Ahaha! Effectivement, c'est bien l'une des caractéristiques du capitalisme avancé que d'avoir appris à absorber, intégrer et retourner jusqu'aux contre-propositions qui pourraient gêner son expansion sur tous les fronts, même (et surtout) quand ce sont des notions à première vue absolument antagoniques à ses orientations (maximum rendement-profit vs. décroissance dans ce cas). Tu as tout à fait raison, la décroissance pourrait bien, après le DD, être le prochain leitmotiv. Du reste, on en parle déjà tellement que cela n'augure rien de bon.

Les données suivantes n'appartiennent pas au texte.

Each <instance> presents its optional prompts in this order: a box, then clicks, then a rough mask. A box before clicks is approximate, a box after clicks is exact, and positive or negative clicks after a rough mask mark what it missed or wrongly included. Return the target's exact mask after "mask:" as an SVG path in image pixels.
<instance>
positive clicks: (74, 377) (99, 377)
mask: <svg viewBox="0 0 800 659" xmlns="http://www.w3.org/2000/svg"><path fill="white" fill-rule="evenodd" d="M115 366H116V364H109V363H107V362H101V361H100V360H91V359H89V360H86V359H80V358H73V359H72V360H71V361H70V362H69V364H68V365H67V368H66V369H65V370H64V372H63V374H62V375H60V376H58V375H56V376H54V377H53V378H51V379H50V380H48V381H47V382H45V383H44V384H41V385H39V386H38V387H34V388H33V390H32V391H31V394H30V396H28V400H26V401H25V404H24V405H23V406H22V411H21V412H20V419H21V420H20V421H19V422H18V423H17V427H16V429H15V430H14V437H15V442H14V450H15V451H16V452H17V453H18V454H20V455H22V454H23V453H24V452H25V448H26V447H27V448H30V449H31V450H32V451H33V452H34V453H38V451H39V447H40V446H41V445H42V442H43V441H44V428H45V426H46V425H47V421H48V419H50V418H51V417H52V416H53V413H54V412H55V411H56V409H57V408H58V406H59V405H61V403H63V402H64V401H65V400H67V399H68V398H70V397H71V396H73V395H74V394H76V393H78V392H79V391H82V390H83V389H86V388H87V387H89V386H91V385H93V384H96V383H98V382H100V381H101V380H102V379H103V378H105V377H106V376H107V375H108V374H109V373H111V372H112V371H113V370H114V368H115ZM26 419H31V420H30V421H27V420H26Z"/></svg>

Mézalors, GDS, si tu peux être aussi lucide, comment peux-tu croire aux mirages du DD? Je sais que tu as lu l'argumentaire des patrons avec attention, tout le monde est pour le DD aujourd'hui, Chirac en a été l'un des promoteurs les plus visibles ces dernières années, cela ne suffit pas? Bien sûr, il est angoissant de se dire que c'est le DD ou rien, le crash complet, mais c'est justement ce que l'on veut nous faire accroire! C'est justement sur cela que misent les décideurs: adhérez immédiatement au DD, sinon c'est la fin, il n'y a aps d'autre alternative etc. etc. Eh bien si! il y a d'autres solutions, c'est ce qu'il faut dire et répéter. Je te renvoie sur le lien "décroissance info" qu'Edgar a placé dans la liste. Ça n'est pas un catéchisme, il faut toujours rester critique, mais il y a là quelques pistes à creuser... et vite!